The largest cloud based research and intelligent computing platform for Chinese universities has been launched, and the public cloud model has significantly improved the efficiency of computing power utilization
On June 27th, the largest cloud based research and intelligent computing platform CFFF (Computing for the Future at Fudan) in Chinese universities was officially launched at Fudan University. This scientific research "supercomputer" built to discover and solve complex scientific problems was jointly built by Fudan University and Alibaba Cloud
On June 27th, the largest cloud based research and intelligent computing platform CFFF (Computing for the Future at Fudan) in Chinese universities was officially launched at Fudan University. This scientific research "supercomputer" built to discover and solve complex scientific problems was jointly built by Fudan University and Alibaba Cloud. It provides ultra thousand card parallel intelligent computing in an advanced public cloud mode, and supports the training of large models with hundreds of billions of parameters. This is the first example among domestic universities, and it is also ahead of Stanford University and other internationally renowned universities.
Continuing Fudan University's motto of "erudite and dedicated, asking and thinking", CFFF platform is composed of two parts: AIforScience intelligent computing cluster "Qienwen" No. 1 for multidisciplinary integration and innovation and special HPCC "Jinsi" No. 1 for high-accuracy and cutting-edge research.
Qi Yuan, professor Hao Qing of Fudan University and president of the Institute of Artificial Intelligence Innovation and Industry Research, introduced that based on the 100G high-speed data transmission network and Alibaba Cloud Cloud's globally leading large-scale heterogeneous computing power integration scheduling technology, hierarchical storage technology, AI and Big data integration technology, The "Jinsi" No. 1 deployed in Fudan University and the "Qiwen" No. 1 hosted in the Alibaba Cloud Ulanqab data center 1500 kilometers away have become a real "supercomputer". All experimental equipment in the four Fudan campuses can be accessed at high speed, achieving unified management of heterogeneous computing and unified scheduling of computing tasks to meet scientific intelligence research and application needs in different application scenarios.
The Alibaba Cloud Ulanqab data center, located on the "East Data and West Computing" node, provides intelligent computing services through the public cloud model of the Apsaras intelligent computing platform.
In 2022, Alibaba Cloud released the Apsara Intelligent Computing Platform and launched two large-scale intelligent computing centers, including the Ulanqab Data Center, to provide powerful intelligent computing services for scientific research, public services and enterprise institutions, which can increase the utilization of computing resources by more than three times, AI training efficiency by 11 times, and reasoning efficiency by six times.
It is reported that intelligent computing centers do not simply connect servers equipped with advanced process chips to achieve high-performance computing power. A crucial indicator is loss. Intelligent computing is even more challenging in this area. Compared with general-purpose computing, intelligent computing requires massive data for training. The loss of Data migration, distributed training and other links is especially serious. After the traditional intelligent computing center reaches a certain scale, increasing computing power resources will reduce the ability of computing power output.

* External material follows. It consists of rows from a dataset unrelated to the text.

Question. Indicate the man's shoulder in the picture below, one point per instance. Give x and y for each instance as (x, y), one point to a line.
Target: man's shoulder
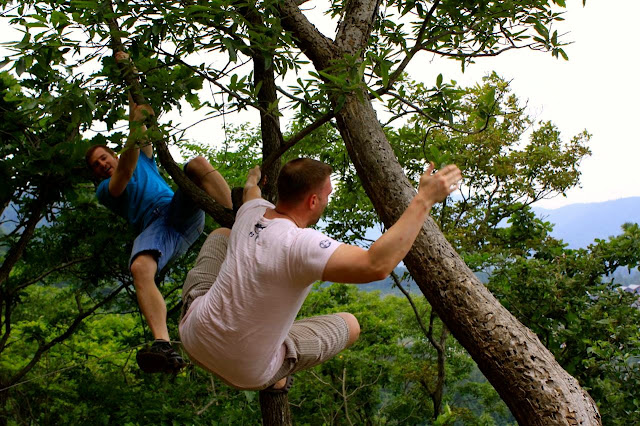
(253, 204)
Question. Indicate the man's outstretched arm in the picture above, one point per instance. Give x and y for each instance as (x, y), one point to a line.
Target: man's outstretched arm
(351, 264)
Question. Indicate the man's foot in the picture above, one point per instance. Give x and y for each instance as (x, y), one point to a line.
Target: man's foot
(160, 357)
(281, 386)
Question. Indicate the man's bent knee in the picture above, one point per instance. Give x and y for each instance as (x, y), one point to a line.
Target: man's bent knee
(143, 267)
(354, 326)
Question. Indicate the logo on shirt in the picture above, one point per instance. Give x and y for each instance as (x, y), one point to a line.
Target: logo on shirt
(256, 230)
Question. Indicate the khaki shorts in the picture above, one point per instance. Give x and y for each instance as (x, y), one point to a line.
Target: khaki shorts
(310, 341)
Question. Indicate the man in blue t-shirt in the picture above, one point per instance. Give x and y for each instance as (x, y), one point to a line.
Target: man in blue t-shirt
(167, 223)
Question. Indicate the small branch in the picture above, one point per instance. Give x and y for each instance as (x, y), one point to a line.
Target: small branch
(49, 272)
(274, 156)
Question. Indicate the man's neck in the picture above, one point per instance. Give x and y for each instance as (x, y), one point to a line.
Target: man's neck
(281, 213)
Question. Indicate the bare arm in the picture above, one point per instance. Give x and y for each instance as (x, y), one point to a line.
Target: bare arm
(251, 189)
(351, 264)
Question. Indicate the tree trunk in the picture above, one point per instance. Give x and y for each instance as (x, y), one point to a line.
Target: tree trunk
(275, 409)
(525, 374)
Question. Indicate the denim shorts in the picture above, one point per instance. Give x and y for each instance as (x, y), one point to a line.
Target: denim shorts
(174, 228)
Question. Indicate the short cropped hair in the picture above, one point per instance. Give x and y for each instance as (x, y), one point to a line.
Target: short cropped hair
(89, 153)
(299, 177)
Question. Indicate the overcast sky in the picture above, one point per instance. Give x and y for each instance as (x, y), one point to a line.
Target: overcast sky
(598, 89)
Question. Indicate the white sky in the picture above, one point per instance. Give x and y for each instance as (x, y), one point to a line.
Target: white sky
(597, 89)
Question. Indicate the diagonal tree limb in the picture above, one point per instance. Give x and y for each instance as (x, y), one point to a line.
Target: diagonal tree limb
(222, 215)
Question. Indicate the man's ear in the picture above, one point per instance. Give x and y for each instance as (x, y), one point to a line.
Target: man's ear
(313, 200)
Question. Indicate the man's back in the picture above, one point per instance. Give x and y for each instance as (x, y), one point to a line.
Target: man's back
(246, 315)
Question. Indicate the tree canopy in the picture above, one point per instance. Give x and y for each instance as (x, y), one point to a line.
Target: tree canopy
(64, 92)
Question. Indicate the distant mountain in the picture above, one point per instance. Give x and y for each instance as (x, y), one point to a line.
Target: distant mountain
(579, 224)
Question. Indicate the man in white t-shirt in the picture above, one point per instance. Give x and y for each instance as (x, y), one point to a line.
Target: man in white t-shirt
(242, 296)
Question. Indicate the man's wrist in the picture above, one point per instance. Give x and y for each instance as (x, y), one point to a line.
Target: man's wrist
(423, 202)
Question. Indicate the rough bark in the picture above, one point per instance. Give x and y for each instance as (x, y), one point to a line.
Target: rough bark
(275, 409)
(525, 374)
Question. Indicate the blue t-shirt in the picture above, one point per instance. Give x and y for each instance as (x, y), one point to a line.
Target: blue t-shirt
(145, 192)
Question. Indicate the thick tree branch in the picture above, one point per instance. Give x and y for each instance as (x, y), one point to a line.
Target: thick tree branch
(355, 29)
(313, 43)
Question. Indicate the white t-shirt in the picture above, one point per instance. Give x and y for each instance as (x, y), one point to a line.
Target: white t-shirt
(237, 329)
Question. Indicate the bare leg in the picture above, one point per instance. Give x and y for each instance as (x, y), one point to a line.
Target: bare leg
(150, 299)
(202, 173)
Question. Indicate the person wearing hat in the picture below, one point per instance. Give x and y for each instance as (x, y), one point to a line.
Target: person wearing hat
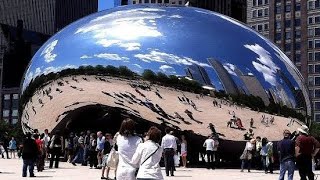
(306, 149)
(286, 154)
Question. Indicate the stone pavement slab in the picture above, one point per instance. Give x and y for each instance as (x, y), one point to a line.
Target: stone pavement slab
(11, 170)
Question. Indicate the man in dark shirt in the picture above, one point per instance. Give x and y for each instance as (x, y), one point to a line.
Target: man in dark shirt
(286, 154)
(306, 149)
(29, 155)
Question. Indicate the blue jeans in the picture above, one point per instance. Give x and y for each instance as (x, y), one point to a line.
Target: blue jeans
(26, 163)
(287, 166)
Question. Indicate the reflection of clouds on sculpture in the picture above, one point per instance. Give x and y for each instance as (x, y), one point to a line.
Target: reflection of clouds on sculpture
(122, 32)
(32, 75)
(167, 69)
(230, 68)
(156, 56)
(47, 52)
(107, 56)
(264, 63)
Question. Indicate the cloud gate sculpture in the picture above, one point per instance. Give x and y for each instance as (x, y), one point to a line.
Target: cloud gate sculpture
(174, 66)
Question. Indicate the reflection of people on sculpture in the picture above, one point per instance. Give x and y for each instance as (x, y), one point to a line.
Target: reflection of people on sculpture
(189, 113)
(239, 123)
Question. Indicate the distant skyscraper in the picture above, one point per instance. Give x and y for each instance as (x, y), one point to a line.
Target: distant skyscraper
(39, 16)
(232, 8)
(199, 74)
(225, 78)
(294, 25)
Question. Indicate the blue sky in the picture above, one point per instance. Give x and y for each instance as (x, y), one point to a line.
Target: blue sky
(105, 4)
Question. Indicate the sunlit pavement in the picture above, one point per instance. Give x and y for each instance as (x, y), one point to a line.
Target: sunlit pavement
(11, 169)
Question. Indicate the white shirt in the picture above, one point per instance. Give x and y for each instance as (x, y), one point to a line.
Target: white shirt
(150, 169)
(46, 140)
(209, 144)
(169, 141)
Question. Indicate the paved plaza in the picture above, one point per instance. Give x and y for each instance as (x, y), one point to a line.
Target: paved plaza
(11, 170)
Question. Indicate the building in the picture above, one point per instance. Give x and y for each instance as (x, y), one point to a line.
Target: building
(225, 78)
(198, 74)
(294, 25)
(41, 19)
(232, 8)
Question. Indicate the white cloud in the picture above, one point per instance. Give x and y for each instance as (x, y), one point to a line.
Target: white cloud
(230, 68)
(167, 69)
(85, 57)
(156, 56)
(138, 66)
(264, 63)
(47, 52)
(114, 57)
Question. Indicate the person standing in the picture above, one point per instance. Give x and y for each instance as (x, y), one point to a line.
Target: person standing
(100, 145)
(169, 145)
(79, 156)
(286, 151)
(148, 156)
(105, 152)
(267, 155)
(246, 156)
(56, 147)
(29, 155)
(13, 147)
(209, 145)
(184, 151)
(127, 143)
(46, 140)
(306, 149)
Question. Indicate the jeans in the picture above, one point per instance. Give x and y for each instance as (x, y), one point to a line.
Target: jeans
(270, 165)
(169, 161)
(244, 161)
(55, 156)
(210, 160)
(26, 163)
(304, 163)
(289, 166)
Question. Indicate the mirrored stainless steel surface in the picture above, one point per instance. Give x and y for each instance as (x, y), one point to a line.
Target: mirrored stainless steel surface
(156, 63)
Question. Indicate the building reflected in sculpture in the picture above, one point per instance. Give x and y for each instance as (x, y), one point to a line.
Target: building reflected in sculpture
(161, 66)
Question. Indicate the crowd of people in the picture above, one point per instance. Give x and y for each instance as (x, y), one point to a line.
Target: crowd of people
(138, 157)
(295, 150)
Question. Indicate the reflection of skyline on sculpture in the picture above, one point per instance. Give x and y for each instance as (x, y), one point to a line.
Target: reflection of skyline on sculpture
(217, 52)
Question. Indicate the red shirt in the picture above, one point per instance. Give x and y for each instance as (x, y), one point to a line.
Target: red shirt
(39, 144)
(307, 144)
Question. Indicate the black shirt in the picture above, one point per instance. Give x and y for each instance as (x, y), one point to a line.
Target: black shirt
(286, 149)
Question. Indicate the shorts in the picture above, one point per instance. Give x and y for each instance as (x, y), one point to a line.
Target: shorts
(104, 160)
(184, 154)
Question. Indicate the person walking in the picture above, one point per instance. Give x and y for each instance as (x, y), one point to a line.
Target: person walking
(56, 148)
(169, 144)
(246, 156)
(100, 145)
(306, 149)
(13, 147)
(184, 151)
(105, 152)
(267, 155)
(29, 155)
(79, 156)
(286, 151)
(127, 143)
(148, 156)
(209, 145)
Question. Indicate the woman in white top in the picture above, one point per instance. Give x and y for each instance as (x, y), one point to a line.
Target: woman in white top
(127, 144)
(148, 156)
(247, 154)
(184, 151)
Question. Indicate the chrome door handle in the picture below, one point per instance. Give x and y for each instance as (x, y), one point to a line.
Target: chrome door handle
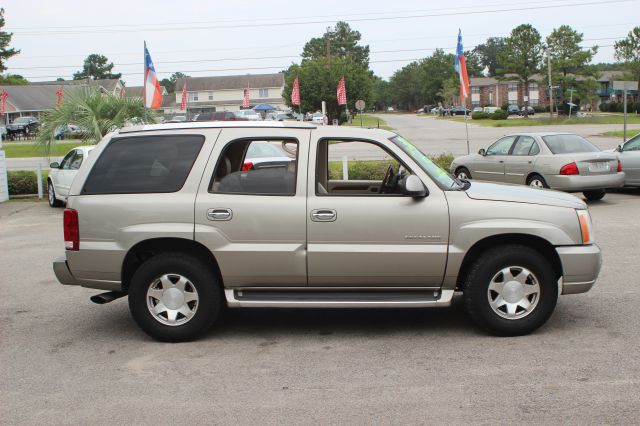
(323, 215)
(219, 214)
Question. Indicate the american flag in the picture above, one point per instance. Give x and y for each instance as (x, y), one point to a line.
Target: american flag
(183, 102)
(3, 102)
(245, 101)
(342, 93)
(295, 93)
(460, 66)
(60, 95)
(152, 95)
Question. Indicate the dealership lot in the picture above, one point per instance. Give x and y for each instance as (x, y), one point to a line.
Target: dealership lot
(64, 359)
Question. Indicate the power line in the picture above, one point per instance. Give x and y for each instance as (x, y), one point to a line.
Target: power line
(290, 23)
(373, 52)
(245, 68)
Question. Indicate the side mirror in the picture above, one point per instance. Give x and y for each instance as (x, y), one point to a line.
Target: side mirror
(413, 186)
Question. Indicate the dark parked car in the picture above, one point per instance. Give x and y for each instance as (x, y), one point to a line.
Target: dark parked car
(513, 110)
(219, 116)
(22, 126)
(459, 110)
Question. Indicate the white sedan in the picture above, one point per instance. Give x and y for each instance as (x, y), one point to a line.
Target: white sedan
(61, 175)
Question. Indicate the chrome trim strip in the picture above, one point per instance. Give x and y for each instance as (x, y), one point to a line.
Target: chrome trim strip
(445, 300)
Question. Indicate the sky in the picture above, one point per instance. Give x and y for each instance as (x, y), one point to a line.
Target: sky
(209, 38)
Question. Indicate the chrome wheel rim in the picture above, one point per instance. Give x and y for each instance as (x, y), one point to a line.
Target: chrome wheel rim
(513, 292)
(52, 197)
(172, 299)
(536, 183)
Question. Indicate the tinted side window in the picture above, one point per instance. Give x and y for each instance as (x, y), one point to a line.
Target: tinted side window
(242, 170)
(141, 164)
(501, 147)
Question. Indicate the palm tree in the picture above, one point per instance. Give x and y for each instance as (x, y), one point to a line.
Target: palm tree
(96, 113)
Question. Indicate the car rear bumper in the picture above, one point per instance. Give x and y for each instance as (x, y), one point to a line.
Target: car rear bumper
(63, 274)
(584, 183)
(580, 267)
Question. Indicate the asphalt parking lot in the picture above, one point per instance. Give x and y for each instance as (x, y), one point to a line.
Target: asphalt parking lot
(66, 360)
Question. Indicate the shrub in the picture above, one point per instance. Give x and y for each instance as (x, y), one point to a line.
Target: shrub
(500, 114)
(443, 160)
(25, 182)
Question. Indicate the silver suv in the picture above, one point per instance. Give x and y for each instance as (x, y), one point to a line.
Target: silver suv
(180, 219)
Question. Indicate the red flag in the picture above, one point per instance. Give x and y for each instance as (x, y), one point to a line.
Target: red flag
(3, 102)
(245, 101)
(295, 93)
(342, 93)
(183, 102)
(60, 95)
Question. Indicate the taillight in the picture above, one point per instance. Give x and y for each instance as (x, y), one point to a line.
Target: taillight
(569, 169)
(71, 230)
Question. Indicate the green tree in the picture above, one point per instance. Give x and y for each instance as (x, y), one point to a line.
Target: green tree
(96, 112)
(569, 61)
(96, 67)
(170, 83)
(487, 54)
(5, 39)
(13, 80)
(627, 51)
(319, 82)
(342, 42)
(522, 54)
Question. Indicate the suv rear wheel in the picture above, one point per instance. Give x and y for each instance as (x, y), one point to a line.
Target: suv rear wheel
(511, 290)
(174, 297)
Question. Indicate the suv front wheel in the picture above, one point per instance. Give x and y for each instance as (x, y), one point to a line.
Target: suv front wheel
(511, 290)
(174, 297)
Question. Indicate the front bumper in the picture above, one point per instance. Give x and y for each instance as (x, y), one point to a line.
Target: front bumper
(580, 267)
(63, 274)
(584, 183)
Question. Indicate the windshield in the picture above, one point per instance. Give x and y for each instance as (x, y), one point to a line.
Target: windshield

The minimum computing power output of the scale above 1000 calories is often only about 40%. However, Alibaba Cloud has significantly reduced the loss of intelligent computing power through systematic core technology self-development and taking the Apsara intelligent computing platform as the output.
Qi Yuan stated that relying on the public cloud model, projects running on the CFFF platform can enjoy the intelligent computing power of over a thousand card parallel, with the effective computing power of thousand card parallel reaching 92% of the industry's leading level, scalability reaching ten thousand card, and the effective computing power of ten thousand card parallel reaching 90%.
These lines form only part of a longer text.